His laugh was one of bitterness when he answered. “No. We’re not a part of that church, not exactly, not in the way you think. We existed many thousands of years in this realm prior to Plato, prior to this church. We’ll talk more of that later, it’s rather involved and complicated and won’t make any of tonight’s subject matter easier to swallow.”
He took another drink while glancing around the table. “Let’s get back to ghemúcht. Ghemúcht is your mind, your feelings, your awareness of self and memories, your conscience, your desires…it’s your moral compass, what became known as the soul, as I said before. At death, both are shed, or culled from the body. The ghemúcht is a part of your mhésen.”
He must have seen how baffled I was by this input of new and incomprehensible information. “If it helps we can refer to it for now as spirit and soul.”
I nodded.
“The ‘soul’ is a part of your greater ‘spirit’. The ghemúcht belongs to the mhésen, it is entwined through it. Spirit and soul are one,” he went on.
“Okay, so for the sake of my sanity, and my brain not imploding, spirit would be equivalent to mhésen, and soul to ghemúcht?”
“For the sake of simplicity and clarity, for now, yes,” Gideon conceded. “The soul belongs to the spirit. The spirit can go on without the soul, and sometimes will choose to do so, but the soul cannot choose to be without the spirit. And not all spirits have a soul, some never did, and some just have broken ones.”
I drank from my glass, pondering, and attempting to arrange, all that was swirling a
round in my brain. “When we cull, the ghemúcht comes with the mhésen?”

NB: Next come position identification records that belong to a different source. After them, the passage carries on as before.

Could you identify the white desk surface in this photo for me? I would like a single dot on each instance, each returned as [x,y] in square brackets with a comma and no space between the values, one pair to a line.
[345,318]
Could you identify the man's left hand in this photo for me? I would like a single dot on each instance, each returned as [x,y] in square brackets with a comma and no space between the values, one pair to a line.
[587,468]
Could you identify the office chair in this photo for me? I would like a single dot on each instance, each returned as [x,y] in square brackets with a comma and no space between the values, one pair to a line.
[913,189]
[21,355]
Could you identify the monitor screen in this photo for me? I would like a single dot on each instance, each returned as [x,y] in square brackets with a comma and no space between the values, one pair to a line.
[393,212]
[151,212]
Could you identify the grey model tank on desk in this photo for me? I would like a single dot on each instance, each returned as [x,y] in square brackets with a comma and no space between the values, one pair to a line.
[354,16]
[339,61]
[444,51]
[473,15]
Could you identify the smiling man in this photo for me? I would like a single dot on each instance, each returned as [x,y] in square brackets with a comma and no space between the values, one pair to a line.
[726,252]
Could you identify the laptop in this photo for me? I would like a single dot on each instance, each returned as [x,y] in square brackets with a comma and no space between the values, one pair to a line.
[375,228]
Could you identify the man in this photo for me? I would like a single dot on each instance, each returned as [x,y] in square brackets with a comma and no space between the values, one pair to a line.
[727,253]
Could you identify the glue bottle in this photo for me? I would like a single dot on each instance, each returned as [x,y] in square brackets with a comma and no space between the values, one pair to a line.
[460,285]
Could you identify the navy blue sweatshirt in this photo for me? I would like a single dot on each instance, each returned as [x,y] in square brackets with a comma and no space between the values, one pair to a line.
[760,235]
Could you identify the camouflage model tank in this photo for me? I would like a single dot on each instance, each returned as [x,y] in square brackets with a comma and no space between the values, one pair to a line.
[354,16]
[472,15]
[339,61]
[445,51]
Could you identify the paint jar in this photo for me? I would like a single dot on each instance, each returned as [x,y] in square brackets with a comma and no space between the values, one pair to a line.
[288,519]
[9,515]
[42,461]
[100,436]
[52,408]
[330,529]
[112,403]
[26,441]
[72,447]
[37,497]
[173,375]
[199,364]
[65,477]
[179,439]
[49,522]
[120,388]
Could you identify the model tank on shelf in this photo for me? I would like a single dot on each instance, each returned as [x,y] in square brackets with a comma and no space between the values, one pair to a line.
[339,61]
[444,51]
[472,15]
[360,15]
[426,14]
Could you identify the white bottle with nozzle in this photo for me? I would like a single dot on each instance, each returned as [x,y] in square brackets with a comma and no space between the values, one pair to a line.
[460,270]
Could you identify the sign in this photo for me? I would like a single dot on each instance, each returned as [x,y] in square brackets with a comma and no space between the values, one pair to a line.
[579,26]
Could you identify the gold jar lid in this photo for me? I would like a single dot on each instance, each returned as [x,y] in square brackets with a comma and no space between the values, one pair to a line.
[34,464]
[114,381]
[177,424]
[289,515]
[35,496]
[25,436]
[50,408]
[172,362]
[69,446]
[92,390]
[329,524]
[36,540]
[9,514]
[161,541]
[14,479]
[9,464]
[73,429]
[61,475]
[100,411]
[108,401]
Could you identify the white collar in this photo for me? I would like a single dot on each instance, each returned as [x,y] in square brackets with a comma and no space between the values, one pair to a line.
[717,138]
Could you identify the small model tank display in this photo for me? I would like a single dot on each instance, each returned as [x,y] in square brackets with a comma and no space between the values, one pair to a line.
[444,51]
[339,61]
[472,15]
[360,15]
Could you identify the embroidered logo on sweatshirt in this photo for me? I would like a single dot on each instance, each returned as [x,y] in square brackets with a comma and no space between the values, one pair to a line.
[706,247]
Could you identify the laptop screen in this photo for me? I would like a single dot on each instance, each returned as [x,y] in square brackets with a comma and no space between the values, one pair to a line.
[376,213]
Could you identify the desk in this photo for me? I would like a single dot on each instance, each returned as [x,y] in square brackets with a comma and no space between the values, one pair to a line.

“It does. You’ll come to understand it all, with more time. When we talk of it, to keep things simple, we just refer to the mhésen, since the ghemúcht is a part of the mhésen.” Gideon studied me, deemed me ready to plunge onward into this abyss of enlightenment. “To continue, Michael is our Léimhanam.” He gave a nod in Michael’s direction. “He’s rarely with us; his skills are generally utilized prior to your assignments. The Léimhanam reads the mhésen, judges it, makes the determination of its path…whether or not a Breithiúnas will be necessary.” I looked at Michael. He could read…spirits? Had he read mine? Could he read mine?
“What do you mean its path? If there is no hell what is there to judge and where would it go?”
“I’m getting to that,” he smiled slightly again. “Erin is our Breithiúnas. Like Michael, she’s rarely with us either. She’ll only be with you if there is a crime to be avenged. If the penalty is to be placed on the corporeal form, instead of on the mhésen after separation from its body, Erin will show to the cull instead of you. If she is there without you, it is due to dire circumstances and she will perform the escort herself.”
“So…I’m confused. If there is no Hell—because that is what you said just a bit ago, and how humans lived in fear of punishment—then how can there be one of you that deal out punishment? Doesn’t that contradict what you were just talking about with Plato and the Catholic Church?”
“I was speaking of the church’s belief in eternal damnation for living as a mhésen is designed to live in the flesh. The punishment that a Breithiúnas deals out is in response to a life of violent crimes, a life without honor, without respect. Transgressions against humanity, misdeeds against nature, offenses against mhésen. Not gluttony, nor coveting, nor sloth, nor any of those other conditions of free will and choice.
“A moment of distress, a cleansing, and then freedom, is not the same as an eternity with no hope. Though facing the Breithiúnas in itself can be quite terrifying. Mhésen under Fódhla Laws are not condemned to an existence of pain until the end of time, they become corporeal again at some point in time depending on the edict received by Na Ceann Comhairle. I will explain much more of the Fódhla Laws at a later time. Tonight I just need you to grasp what we do directly.”